Wonga, one of the largest payday loan companies in the UK has suffered a huge data leak. In this latest Wonga data breach, nearly a quarter of a million customers have been warned that they might be affected. Hackers stole names, addresses, bank account numbers and sort codes from 245,000 British customers and 25,000 polish customers. In some cases, email addresses, phone numbers and the last four digits of credit card numbers may have been stolen as well.
However, Wonga has assured that they don’t think any passwords were stolen and all Wonga loan accounts are still secure.
Wonga first noticed unusual activity on Tuesday 4th April, but it was only aware of the data breach on Friday. It is still unconfirmed why there was no investigation to ascertain that all was secure in the interim. Wonga began contacting customers the following day, Saturday 8th April by email and text to inform them that they might have been affected by the Wonga data breach.
What does the attack mean for customers who have been affected?
In the worst case scenario, hackers can use the stolen information to steal thousands of pounds from unsuspecting victims. Some banks use the last four digits of the credit card as the security information to online log-ins. Hence, attackers may be able to access online bank accounts and gather further information, or make unauthorised transactions.

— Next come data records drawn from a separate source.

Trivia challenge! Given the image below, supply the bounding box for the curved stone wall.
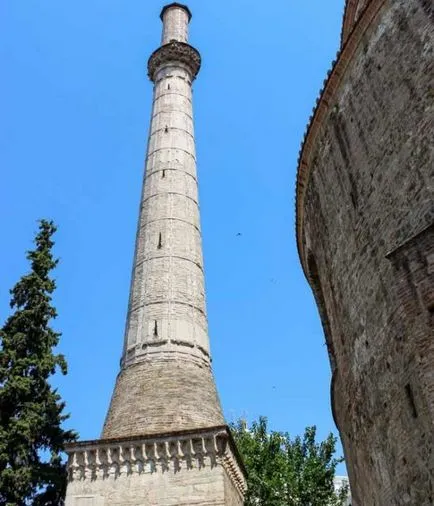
[297,1,434,504]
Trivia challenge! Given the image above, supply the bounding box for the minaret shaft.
[124,62,209,365]
[101,3,223,439]
[123,5,208,370]
[161,3,190,44]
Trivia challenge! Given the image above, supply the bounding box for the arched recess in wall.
[306,252,337,373]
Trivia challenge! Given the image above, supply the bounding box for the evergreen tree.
[0,220,77,506]
[231,417,349,506]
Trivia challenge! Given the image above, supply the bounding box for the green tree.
[0,220,77,506]
[231,417,349,506]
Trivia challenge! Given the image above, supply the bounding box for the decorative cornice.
[341,1,372,47]
[147,41,201,82]
[66,426,246,498]
[122,339,211,370]
[341,0,359,46]
[295,0,387,278]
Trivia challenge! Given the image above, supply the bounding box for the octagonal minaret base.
[65,4,245,504]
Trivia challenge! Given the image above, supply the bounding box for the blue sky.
[2,0,345,472]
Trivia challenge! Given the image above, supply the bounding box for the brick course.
[297,1,434,504]
[65,4,245,504]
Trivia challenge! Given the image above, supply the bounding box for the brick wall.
[102,358,224,438]
[299,0,434,504]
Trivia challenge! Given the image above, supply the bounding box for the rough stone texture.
[386,223,434,431]
[161,4,190,45]
[342,0,373,45]
[123,61,209,368]
[65,428,246,506]
[297,1,434,505]
[102,3,225,437]
[354,0,370,20]
[65,5,245,504]
[102,359,224,438]
[224,471,244,506]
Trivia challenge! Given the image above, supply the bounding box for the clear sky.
[2,0,346,472]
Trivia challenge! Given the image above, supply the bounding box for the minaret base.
[102,358,225,440]
[65,426,246,506]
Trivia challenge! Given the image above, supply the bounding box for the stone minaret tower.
[102,1,222,441]
[65,4,246,505]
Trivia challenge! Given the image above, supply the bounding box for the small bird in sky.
[236,232,242,237]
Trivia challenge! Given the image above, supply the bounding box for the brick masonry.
[342,0,372,45]
[102,358,224,438]
[297,0,434,504]
[104,4,224,437]
[65,4,245,504]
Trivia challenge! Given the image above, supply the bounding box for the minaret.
[101,2,223,439]
[65,4,246,505]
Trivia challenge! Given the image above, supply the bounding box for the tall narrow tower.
[65,4,246,505]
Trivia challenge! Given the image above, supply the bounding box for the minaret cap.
[160,3,192,22]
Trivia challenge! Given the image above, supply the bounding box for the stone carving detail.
[147,41,201,81]
[67,428,246,498]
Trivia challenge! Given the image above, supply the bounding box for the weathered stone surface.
[123,58,209,368]
[342,0,372,46]
[148,42,201,81]
[108,5,224,433]
[297,0,434,504]
[102,358,224,439]
[65,427,246,506]
[65,4,245,504]
[161,3,191,44]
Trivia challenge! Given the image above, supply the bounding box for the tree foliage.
[231,417,349,506]
[0,220,77,506]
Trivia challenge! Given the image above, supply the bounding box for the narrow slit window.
[153,320,158,337]
[405,384,418,418]
[164,126,169,133]
[157,233,162,249]
[162,170,166,179]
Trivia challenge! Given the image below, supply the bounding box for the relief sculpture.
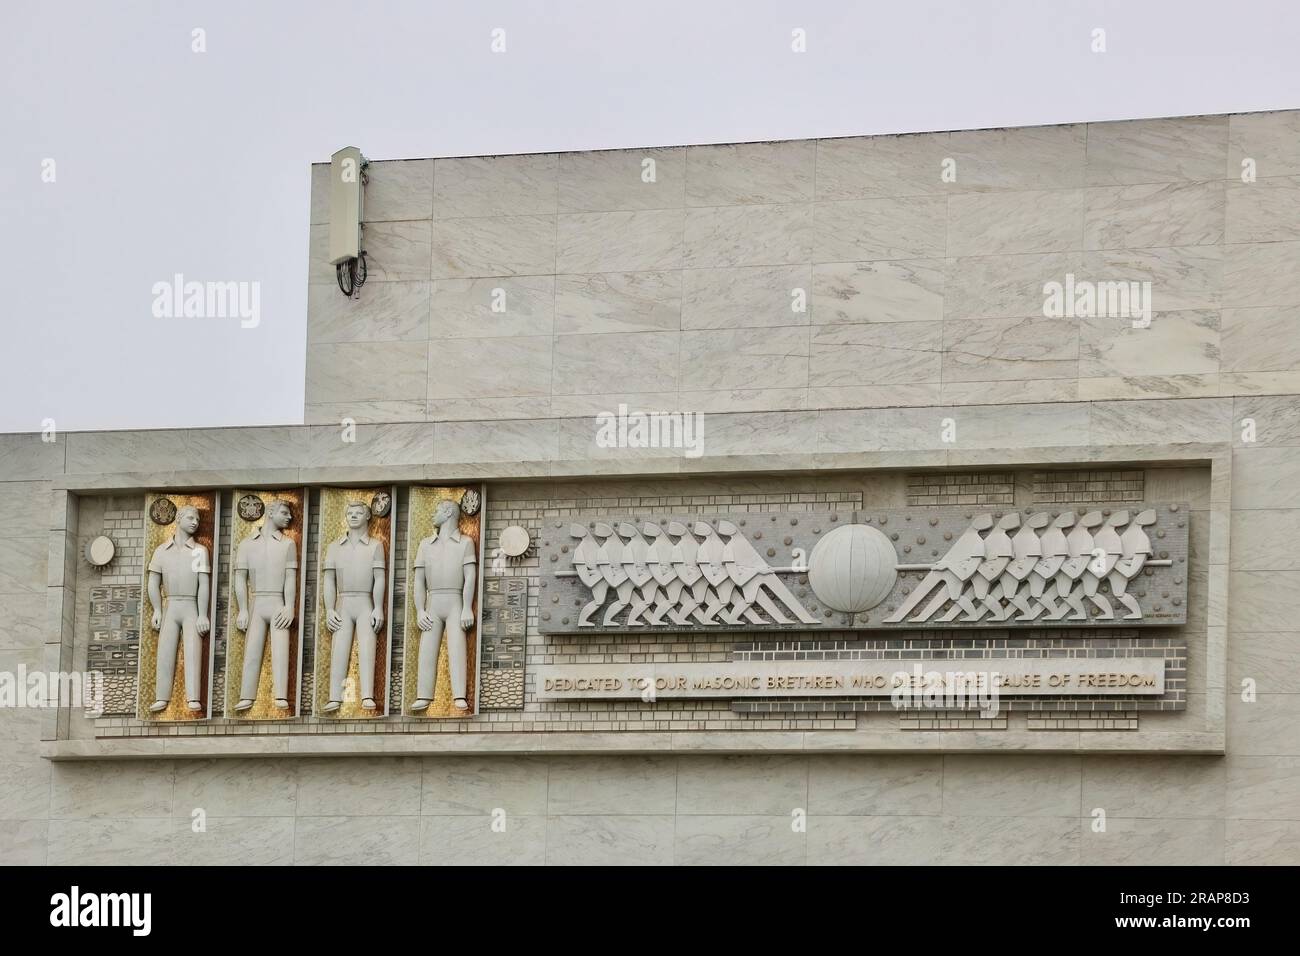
[539,507,1185,633]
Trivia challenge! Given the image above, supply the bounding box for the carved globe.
[806,524,898,613]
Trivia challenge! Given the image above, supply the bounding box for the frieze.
[536,506,1190,633]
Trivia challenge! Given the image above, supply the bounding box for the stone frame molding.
[36,430,1230,760]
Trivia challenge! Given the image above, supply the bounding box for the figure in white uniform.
[146,505,211,713]
[411,498,477,712]
[322,501,386,712]
[233,499,297,712]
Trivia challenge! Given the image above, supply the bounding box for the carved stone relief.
[137,491,220,720]
[537,507,1189,633]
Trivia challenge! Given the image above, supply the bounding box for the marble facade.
[3,110,1299,864]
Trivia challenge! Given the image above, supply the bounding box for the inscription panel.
[536,658,1167,700]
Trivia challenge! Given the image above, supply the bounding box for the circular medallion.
[237,494,265,521]
[460,488,481,516]
[370,491,392,518]
[807,523,899,613]
[500,525,530,557]
[84,535,116,567]
[149,498,177,526]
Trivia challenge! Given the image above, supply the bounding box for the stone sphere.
[806,524,898,613]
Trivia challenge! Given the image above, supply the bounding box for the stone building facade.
[2,110,1299,865]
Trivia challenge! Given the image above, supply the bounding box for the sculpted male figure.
[1047,511,1103,621]
[1020,512,1074,621]
[643,522,689,626]
[885,514,991,623]
[233,499,297,712]
[668,521,713,626]
[694,521,735,625]
[411,498,477,712]
[1110,509,1156,619]
[570,524,607,627]
[719,521,820,625]
[596,523,632,625]
[999,511,1049,619]
[146,505,211,713]
[322,501,386,712]
[1081,511,1125,620]
[946,512,1018,622]
[718,519,770,625]
[617,522,655,626]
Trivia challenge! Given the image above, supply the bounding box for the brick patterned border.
[1033,469,1145,503]
[907,472,1014,506]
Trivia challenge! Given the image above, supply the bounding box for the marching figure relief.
[567,518,820,629]
[322,500,386,713]
[145,504,211,714]
[411,497,477,713]
[544,507,1185,632]
[233,498,298,712]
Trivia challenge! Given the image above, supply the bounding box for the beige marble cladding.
[9,110,1300,864]
[433,154,558,219]
[558,147,686,212]
[7,752,1297,864]
[685,141,815,206]
[1085,116,1228,185]
[304,110,1300,419]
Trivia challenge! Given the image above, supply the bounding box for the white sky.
[2,0,1297,433]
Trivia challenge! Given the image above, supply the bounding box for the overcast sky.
[2,0,1297,433]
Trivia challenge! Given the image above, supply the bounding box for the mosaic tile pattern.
[86,585,142,717]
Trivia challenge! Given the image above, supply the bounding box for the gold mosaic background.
[312,486,394,719]
[401,485,484,717]
[136,491,218,721]
[223,488,307,720]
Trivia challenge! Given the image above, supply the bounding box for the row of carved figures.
[886,509,1165,624]
[560,508,1170,628]
[565,520,818,627]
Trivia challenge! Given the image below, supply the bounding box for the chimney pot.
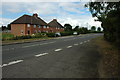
[33,13,38,17]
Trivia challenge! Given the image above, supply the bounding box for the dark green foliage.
[85,2,120,47]
[60,31,73,36]
[78,27,89,34]
[97,27,101,32]
[46,33,55,37]
[64,24,73,32]
[91,26,96,31]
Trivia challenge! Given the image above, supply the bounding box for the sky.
[0,1,102,29]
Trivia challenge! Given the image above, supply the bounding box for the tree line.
[85,1,120,47]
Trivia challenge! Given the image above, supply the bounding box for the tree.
[97,27,101,32]
[91,26,96,31]
[1,25,7,31]
[7,24,11,30]
[85,1,120,47]
[73,26,79,31]
[78,27,88,34]
[64,24,72,32]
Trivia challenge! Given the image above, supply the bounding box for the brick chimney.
[33,13,38,17]
[53,19,57,22]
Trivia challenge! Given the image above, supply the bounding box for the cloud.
[1,2,102,29]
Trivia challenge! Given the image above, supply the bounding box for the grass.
[93,36,119,78]
[2,33,14,40]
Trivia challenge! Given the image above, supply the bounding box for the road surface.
[2,33,102,78]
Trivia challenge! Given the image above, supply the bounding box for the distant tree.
[7,24,11,30]
[2,25,7,31]
[91,26,96,31]
[73,26,79,31]
[97,27,101,32]
[64,24,72,32]
[78,27,88,34]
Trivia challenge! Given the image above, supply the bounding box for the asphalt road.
[2,33,103,78]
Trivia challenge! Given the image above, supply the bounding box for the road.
[2,33,102,78]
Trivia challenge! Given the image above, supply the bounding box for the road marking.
[54,49,62,52]
[84,41,87,43]
[35,53,49,57]
[80,42,83,44]
[1,60,23,67]
[87,40,90,42]
[67,46,72,48]
[74,44,78,46]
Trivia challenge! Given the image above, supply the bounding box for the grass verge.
[93,36,119,78]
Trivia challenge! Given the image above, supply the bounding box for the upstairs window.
[34,25,36,28]
[43,26,46,28]
[27,24,30,27]
[38,25,41,28]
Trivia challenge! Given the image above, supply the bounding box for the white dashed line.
[84,41,87,43]
[87,40,90,42]
[35,53,49,57]
[54,49,62,52]
[67,46,72,48]
[74,44,78,46]
[1,60,23,67]
[80,42,83,44]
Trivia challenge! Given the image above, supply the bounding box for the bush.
[46,33,55,37]
[60,31,73,36]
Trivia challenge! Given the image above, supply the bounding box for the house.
[48,19,64,33]
[10,13,64,36]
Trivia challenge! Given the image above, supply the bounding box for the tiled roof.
[48,19,64,28]
[11,14,47,26]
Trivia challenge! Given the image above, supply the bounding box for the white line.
[84,41,87,43]
[54,49,62,52]
[74,43,78,45]
[8,60,23,66]
[1,60,23,67]
[80,42,83,44]
[67,46,72,48]
[87,40,90,42]
[35,53,49,57]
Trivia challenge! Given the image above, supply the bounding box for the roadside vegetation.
[93,36,119,78]
[2,23,102,42]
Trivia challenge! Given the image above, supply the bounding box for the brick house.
[10,13,64,36]
[48,19,64,33]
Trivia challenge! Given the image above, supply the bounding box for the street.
[2,33,102,78]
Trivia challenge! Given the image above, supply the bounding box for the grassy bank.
[93,36,119,78]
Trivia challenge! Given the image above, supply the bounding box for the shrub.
[46,33,55,37]
[60,31,73,36]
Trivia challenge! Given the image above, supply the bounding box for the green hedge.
[60,31,73,36]
[46,33,55,37]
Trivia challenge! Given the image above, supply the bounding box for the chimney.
[53,19,57,21]
[33,13,38,17]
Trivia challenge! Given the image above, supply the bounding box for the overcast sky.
[0,1,102,29]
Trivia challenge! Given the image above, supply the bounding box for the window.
[21,30,23,34]
[43,26,46,28]
[34,25,36,28]
[46,31,48,33]
[38,30,41,33]
[47,26,49,28]
[38,25,41,28]
[34,30,37,33]
[27,24,30,27]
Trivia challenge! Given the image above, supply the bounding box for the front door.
[28,30,30,34]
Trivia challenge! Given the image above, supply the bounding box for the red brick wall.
[11,24,26,36]
[11,24,64,36]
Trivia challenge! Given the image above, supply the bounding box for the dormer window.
[27,24,30,27]
[34,25,36,28]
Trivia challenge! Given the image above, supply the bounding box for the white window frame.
[43,26,46,28]
[38,25,41,28]
[27,24,30,27]
[34,25,36,28]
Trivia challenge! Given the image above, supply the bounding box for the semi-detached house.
[10,13,64,36]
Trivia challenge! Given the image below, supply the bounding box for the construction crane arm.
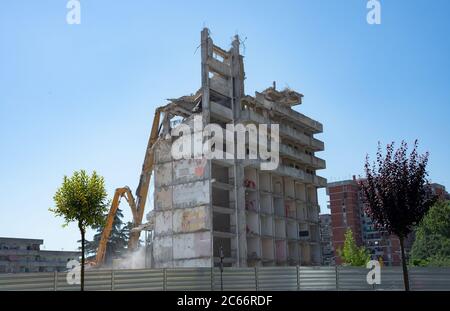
[128,106,164,248]
[94,187,136,265]
[92,106,164,266]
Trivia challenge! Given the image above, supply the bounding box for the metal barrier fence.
[0,266,449,291]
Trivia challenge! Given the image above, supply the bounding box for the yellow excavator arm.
[95,186,136,265]
[93,106,164,266]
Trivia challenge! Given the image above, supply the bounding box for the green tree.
[84,208,129,264]
[410,200,450,267]
[50,170,108,291]
[338,228,370,266]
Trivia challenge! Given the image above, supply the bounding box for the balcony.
[276,165,326,188]
[279,144,326,170]
[279,123,324,151]
[305,174,327,188]
[254,92,323,133]
[240,109,324,151]
[275,165,305,181]
[211,100,233,121]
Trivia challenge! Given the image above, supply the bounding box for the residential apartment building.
[327,178,402,266]
[430,183,450,200]
[149,28,326,268]
[327,179,448,266]
[0,237,80,273]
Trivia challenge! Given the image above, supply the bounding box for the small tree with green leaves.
[50,170,108,291]
[338,228,371,266]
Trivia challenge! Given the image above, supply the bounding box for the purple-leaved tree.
[360,140,437,290]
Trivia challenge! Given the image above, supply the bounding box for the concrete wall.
[153,137,213,267]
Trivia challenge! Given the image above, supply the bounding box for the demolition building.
[150,29,326,268]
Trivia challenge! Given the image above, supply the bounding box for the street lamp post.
[219,246,224,291]
[144,230,148,268]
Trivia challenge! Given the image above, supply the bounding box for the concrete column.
[230,34,247,267]
[201,28,214,267]
[201,27,211,126]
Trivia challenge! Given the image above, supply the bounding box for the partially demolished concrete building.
[150,28,326,268]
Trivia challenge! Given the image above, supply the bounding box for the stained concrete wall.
[153,135,213,267]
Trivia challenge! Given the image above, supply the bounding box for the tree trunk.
[80,226,85,291]
[399,236,410,291]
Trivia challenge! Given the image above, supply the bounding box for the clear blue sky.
[1,1,449,251]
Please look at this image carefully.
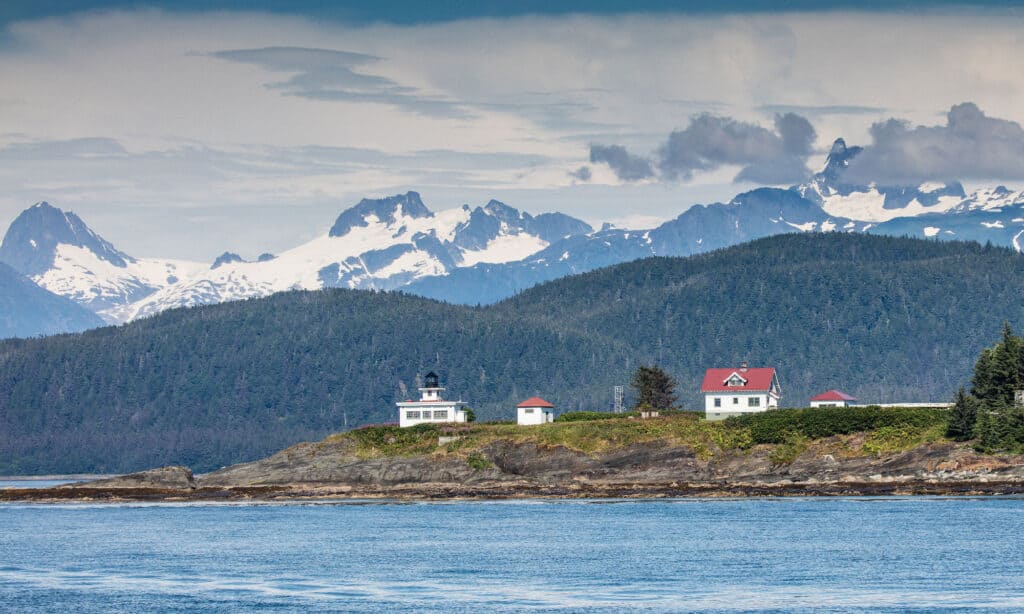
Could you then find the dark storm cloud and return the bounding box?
[590,112,816,184]
[845,102,1024,184]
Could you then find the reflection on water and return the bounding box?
[2,497,1023,612]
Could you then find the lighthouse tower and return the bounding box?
[396,371,469,427]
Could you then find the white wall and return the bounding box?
[398,402,466,427]
[704,392,774,420]
[810,400,851,408]
[517,407,553,425]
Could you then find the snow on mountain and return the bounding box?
[8,135,1024,329]
[798,139,966,222]
[113,192,592,321]
[0,202,204,320]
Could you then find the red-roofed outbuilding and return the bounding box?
[810,390,858,407]
[517,396,555,425]
[701,363,782,419]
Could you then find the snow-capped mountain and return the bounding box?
[796,138,968,223]
[5,136,1024,329]
[0,202,204,319]
[1,194,593,323]
[406,139,1024,304]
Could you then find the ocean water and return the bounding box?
[0,479,86,489]
[1,497,1023,612]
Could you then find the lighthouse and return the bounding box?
[396,371,469,427]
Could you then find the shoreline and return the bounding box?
[4,478,1024,504]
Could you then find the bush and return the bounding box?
[349,423,439,453]
[465,452,493,470]
[555,411,635,422]
[726,406,949,444]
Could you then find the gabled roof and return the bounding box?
[517,396,554,408]
[701,368,778,393]
[811,390,857,402]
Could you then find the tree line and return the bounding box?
[947,323,1024,453]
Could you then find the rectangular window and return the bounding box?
[714,398,721,408]
[733,397,739,405]
[433,410,448,419]
[748,397,760,407]
[525,408,535,414]
[406,411,420,419]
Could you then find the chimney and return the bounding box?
[740,361,748,372]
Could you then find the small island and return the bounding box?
[5,327,1024,503]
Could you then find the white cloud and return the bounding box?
[1,9,1023,258]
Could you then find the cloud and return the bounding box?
[210,46,469,118]
[757,104,887,117]
[589,144,655,181]
[845,102,1024,184]
[591,113,816,184]
[570,165,592,181]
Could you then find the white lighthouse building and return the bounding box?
[396,371,469,428]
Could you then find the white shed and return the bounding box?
[809,390,857,408]
[516,397,554,425]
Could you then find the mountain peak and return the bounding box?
[329,191,433,237]
[0,201,133,277]
[211,252,245,269]
[820,137,863,183]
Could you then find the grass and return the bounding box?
[328,407,955,464]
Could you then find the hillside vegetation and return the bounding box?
[330,405,950,464]
[2,233,1023,474]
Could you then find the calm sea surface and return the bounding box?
[1,496,1023,612]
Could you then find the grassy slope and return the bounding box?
[329,407,952,465]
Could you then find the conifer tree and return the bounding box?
[947,387,979,441]
[630,365,678,410]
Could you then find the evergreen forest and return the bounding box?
[2,233,1024,474]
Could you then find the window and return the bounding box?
[733,397,739,405]
[433,410,448,419]
[748,397,760,407]
[406,411,420,419]
[524,408,535,413]
[713,398,721,408]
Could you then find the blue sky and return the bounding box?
[5,1,1020,25]
[1,1,1023,259]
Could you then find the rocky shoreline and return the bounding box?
[4,434,1024,503]
[4,478,1024,504]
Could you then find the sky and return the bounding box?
[1,1,1024,260]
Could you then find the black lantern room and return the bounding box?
[423,371,440,389]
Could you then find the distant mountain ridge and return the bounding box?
[3,137,1024,327]
[0,262,104,339]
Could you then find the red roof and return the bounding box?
[811,390,857,402]
[517,396,554,408]
[700,368,778,393]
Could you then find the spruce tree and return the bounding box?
[947,387,979,441]
[630,365,679,410]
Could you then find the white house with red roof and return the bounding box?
[701,363,781,420]
[397,371,469,427]
[516,397,555,425]
[810,390,858,408]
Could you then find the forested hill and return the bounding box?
[2,233,1023,474]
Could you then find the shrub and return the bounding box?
[349,423,440,455]
[465,452,493,470]
[555,411,634,422]
[768,432,809,465]
[726,406,948,444]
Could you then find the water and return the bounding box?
[0,479,89,489]
[1,497,1023,612]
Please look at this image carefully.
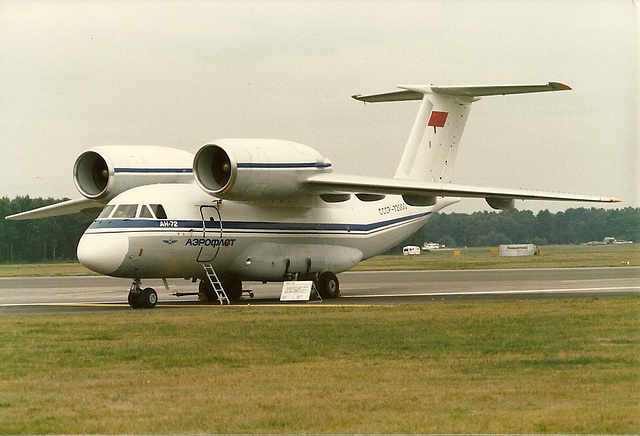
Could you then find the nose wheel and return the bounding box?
[128,279,158,309]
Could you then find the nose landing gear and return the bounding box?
[128,279,158,309]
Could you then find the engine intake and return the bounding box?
[74,146,194,200]
[194,144,236,194]
[194,139,332,201]
[74,151,110,198]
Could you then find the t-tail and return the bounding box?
[352,82,572,183]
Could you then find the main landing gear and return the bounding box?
[317,271,340,299]
[196,271,340,302]
[128,279,157,309]
[289,271,340,299]
[199,277,244,302]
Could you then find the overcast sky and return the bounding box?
[1,0,637,213]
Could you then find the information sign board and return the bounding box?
[280,281,315,301]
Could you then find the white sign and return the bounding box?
[280,281,315,301]
[498,244,535,257]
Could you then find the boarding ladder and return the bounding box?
[202,264,230,305]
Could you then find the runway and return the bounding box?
[1,266,638,315]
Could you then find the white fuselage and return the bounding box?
[77,183,456,282]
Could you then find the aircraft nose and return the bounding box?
[77,233,128,275]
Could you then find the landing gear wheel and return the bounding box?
[128,291,143,309]
[199,280,216,302]
[141,287,158,308]
[317,271,340,299]
[128,279,144,309]
[127,278,157,309]
[222,279,243,301]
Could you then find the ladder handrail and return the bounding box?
[202,263,230,305]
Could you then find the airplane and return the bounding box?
[6,82,620,308]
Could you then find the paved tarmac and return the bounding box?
[0,267,638,315]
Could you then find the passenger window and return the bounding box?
[139,205,154,218]
[98,205,115,219]
[113,204,138,218]
[150,204,167,219]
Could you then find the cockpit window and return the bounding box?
[113,204,138,218]
[139,205,154,218]
[98,205,115,219]
[150,204,167,219]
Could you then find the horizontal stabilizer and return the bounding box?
[351,89,423,103]
[431,82,571,97]
[352,82,571,102]
[5,198,104,220]
[306,173,620,204]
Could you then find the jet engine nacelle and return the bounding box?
[74,146,194,200]
[193,139,332,201]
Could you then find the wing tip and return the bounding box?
[5,212,24,221]
[549,82,572,91]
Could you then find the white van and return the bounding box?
[403,246,421,255]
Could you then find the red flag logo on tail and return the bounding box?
[428,111,448,132]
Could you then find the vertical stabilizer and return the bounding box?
[352,82,571,183]
[394,90,472,182]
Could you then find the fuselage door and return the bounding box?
[197,205,222,263]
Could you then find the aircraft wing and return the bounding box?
[305,173,621,204]
[5,198,104,221]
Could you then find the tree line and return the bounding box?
[0,196,638,262]
[394,207,640,253]
[0,197,92,262]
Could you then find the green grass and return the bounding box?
[1,244,638,277]
[354,244,640,271]
[0,262,94,277]
[0,298,638,434]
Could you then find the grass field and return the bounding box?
[353,244,640,271]
[1,244,638,277]
[1,244,638,433]
[0,298,638,434]
[0,262,94,277]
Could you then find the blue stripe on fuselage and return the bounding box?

Luckily, in many cases, further security measures are in place which will impede this unscrupulous activity from occurring. Furthermore, now that customers are aware that their data has been stolen, they can take action to avoid being a victim of theft.
However, victims may also be at risk of phone scams or illegal cold callers. In recent times, cold callings attacks have become increasingly sophisticated. Wonga has warned customers to be careful of any cold callers that ask for personal information. It is a wise idea to keep a strict policy at all times of never giving out any personal information over the telephone.
What you should do if your data was stolen
Wonga has advised that any customers who have had their data stolen should take the following action:
- Alert your bank: Let your bank know what has happened and ask them to look out for any suspicious behaviour in your accounts. If you have given more than one set of bank account details to Wonga make sure to contact all relevant banks.
- Be aware: Keep an eye out for any suspicious activity on any of your online accounts. Also be aware of people phoning you up and asking for personal details. Do not give out any personal information over the phone and alert the police if you receive an unwarranted phone call that you believe is harmful.
Does this attack mean that payday lenders are not safe to use?
Payday lenders are no different to any online financial services. In recent months there have been attacks on financial institutions across the board. Tesco Bank, TalkTalk, Lloyds and the NHS have all had data stolen recently.
Cyber attacks are increasing in both number and size. In the meantime, hackers are becoming more adept at noticing vulnerabilities in websites.
Security breaches, like any crime are a challenge to combat. At Cashfloat, we take your security extremely seriously. We employ the best professionals and expertise in the industry to help us secure our website and keep your details safe. With Cashfloat, you can rest assured that your data is only in the best of hands.
How to keep yourself and your data safe:
While it is up to the organisations to keep your data safe and secure, there are more steps that you can take to minimise the chance of your data being stolen. Making sure that you only deal with safe and responsible short term loan lenders will ensure that you are not walking a carefully laid trap. Here are 5 warning signs that you should keep in mind when you are looking at any lender’s website:
- Find the phone number and give it a call. If there is no phone number (and preferably and address as well) keep away.
- Not sure if it a lender or a broker? You need to know who you are dealing with, so stay away if you can’t see clearly if it is a direct lender or a broker.
- Find the FCA authorisation number and click on it. If it is not clickable, go to fca.org.uk/registerand make sure that the FCA authorisation number is valid.
- Make sure the website is secure. If you get a red warning at the top of your browser next to the url, avoid that website. Try to stick to websites that begin with https.
- Check out the user reviews and make sure that they are genuine. It is preferable that the lender uses an independent site to monitor their reviews. This gives the reviews more authenticity.